La conquista spagnola (ca. 1546)
Con il tempo ilImpero aztecosorsero nel Messico centrale, i Maya stavano ricostruendo la loro civiltà. La città di Mayapan nello Yucatán divenne una città importante e prosperarono città e insediamenti sulla costa orientale dello Yucatán. In Guatemala, gruppi etnici come Quiché e Cachiquel costruirono ancora una volta città e si dedicarono al commercio e alla guerra. Questi gruppi passarono sotto il controllo degli Aztechi come una sorta di stati vassalli. quando Hernan Cortes conquistò l'impero azteco nel 1521, venne a conoscenza dell'esistenza di queste potenti culture nell'estremo sud e mandò il suo luogotenente più spietato, Pietro Alvarado , per investigarli e conquistarli. Alvarado ha fatto così, sottomissione una città-stato dopo l'altra, giocando sulle rivalità regionali proprio come aveva fatto Cortes.
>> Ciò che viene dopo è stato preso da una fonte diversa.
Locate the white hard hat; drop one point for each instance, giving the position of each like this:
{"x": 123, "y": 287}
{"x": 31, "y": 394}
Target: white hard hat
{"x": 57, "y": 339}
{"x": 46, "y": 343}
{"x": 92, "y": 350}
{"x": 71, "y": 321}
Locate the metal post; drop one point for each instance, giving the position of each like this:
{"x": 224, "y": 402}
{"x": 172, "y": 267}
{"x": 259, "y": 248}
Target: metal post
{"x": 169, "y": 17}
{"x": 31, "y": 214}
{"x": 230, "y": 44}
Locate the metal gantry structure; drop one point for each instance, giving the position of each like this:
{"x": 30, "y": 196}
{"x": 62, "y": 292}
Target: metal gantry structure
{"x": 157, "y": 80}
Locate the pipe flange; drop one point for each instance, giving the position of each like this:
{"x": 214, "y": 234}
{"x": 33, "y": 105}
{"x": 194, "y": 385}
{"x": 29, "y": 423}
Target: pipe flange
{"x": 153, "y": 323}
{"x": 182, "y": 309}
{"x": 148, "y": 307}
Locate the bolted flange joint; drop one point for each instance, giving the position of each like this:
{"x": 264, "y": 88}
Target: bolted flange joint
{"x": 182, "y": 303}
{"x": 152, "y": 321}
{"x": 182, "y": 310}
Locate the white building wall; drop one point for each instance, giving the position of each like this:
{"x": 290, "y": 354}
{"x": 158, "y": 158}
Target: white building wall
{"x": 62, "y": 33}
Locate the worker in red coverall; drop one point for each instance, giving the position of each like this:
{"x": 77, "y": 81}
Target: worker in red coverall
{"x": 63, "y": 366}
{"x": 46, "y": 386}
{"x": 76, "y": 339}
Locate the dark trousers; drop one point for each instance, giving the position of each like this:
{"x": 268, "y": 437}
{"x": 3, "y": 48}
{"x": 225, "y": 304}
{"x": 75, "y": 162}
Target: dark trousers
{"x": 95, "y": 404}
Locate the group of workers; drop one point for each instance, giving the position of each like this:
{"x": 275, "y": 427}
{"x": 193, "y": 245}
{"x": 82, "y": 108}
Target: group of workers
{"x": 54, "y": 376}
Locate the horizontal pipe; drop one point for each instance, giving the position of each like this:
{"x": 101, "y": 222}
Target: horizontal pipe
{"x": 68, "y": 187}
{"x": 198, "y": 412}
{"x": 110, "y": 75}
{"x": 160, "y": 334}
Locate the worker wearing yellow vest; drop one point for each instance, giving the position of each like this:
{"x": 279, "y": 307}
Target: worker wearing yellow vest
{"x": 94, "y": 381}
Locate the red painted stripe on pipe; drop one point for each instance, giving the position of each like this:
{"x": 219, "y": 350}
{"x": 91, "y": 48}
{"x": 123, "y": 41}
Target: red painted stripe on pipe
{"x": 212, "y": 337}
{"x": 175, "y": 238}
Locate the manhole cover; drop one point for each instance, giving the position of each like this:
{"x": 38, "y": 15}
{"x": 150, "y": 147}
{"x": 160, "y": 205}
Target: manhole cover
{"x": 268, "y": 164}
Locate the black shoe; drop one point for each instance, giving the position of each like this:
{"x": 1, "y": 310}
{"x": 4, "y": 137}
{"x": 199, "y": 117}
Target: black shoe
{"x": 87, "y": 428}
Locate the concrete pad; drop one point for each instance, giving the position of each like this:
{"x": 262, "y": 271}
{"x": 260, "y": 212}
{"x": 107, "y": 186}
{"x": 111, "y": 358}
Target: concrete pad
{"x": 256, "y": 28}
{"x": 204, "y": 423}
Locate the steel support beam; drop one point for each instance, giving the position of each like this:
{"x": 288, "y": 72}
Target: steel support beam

Allo stesso tempo, malattie europee come il morbillo e il vaiolo decimarono la popolazione Maya.
Epoca coloniale e repubblicana
Gli spagnoli essenzialmente ridussero in schiavitù i Maya, dividendo le loro terre tra i conquistadores e i burocrati che arrivarono a governare nelle Americhe. I Maya hanno sofferto molto nonostante gli sforzi di alcuni uomini illuminati come Bartolomeo de Las Casas che hanno sostenuto i loro diritti nei tribunali spagnoli. I nativi del Messico meridionale e settentrionale America Centrale erano sudditi riluttanti dell'Impero spagnolo e sanguinose ribellioni erano comuni. Con l'arrivo dell'indipendenza all'inizio del diciannovesimo secolo, la situazione dei nativi indigeni medi della regione è cambiata poco. Erano ancora repressi e ancora irritati: quando ilGuerra messicano-americanascoppiò (1846–1848) l'etnia Maya nello Yucatán prese le armi, dando il via alla sanguinosa Guerra delle Caste dello Yucatan in cui furono uccise centinaia di migliaia di persone.
I Maya oggi
Oggi i discendenti dei Maya vivono ancora nel Messico meridionale, Guatemala, Belize e Honduras settentrionale. Molti continuano a mantenere le loro tradizioni, come parlare la loro lingua madre, indossare abiti tradizionali e praticare le forme indigene della religione. Negli ultimi anni hanno conquistato più libertà, come il diritto di praticare apertamente la propria religione. Stanno anche imparando a sfruttare la loro cultura, vendendo artigianato nei mercati autoctoni e promuovendo il turismo nelle loro regioni: con questa ritrovata ricchezza dal turismo sta arrivando il potere politico.
Il 'Maya' più famoso oggi è probabilmente il nativo di Quiché Rigoberta Menchu , vincitore del Premio Nobel per la Pace nel 1992. È una nota attivista per i diritti dei popoli nativi e candidata presidenziale occasionale nel suo nativo Guatemala. L'interesse per la cultura Maya è stato ai massimi storici nel 2010, come il Calendario Maya è stato impostato per 'ripristinare' nel 2012, spingendo molti a speculare sulla fine del mondo.
Fonti
- Aldana e Villalobos, Gerardo e Edwin L. Barnhart (a cura di) Archeoastronomia e Maya. Ed. Oxford: Oxbow Books, 2014.
- Martin, Simone e Nicolai Grube. 'Cronaca dei re e delle regine Maya: decifrare le dinastie degli antichi Maya'. Londra: Tamigi e Hudson, 2008.
- McKillop, Heather. 'Gli antichi Maya: nuove prospettive'. Edizione ristampa, WW Norton & Company, 17 luglio 2006.
- Condiviso, Robert J. 'Gli antichi Maya'. 6a ed. Stanford, California: Stanford University Press, 2006.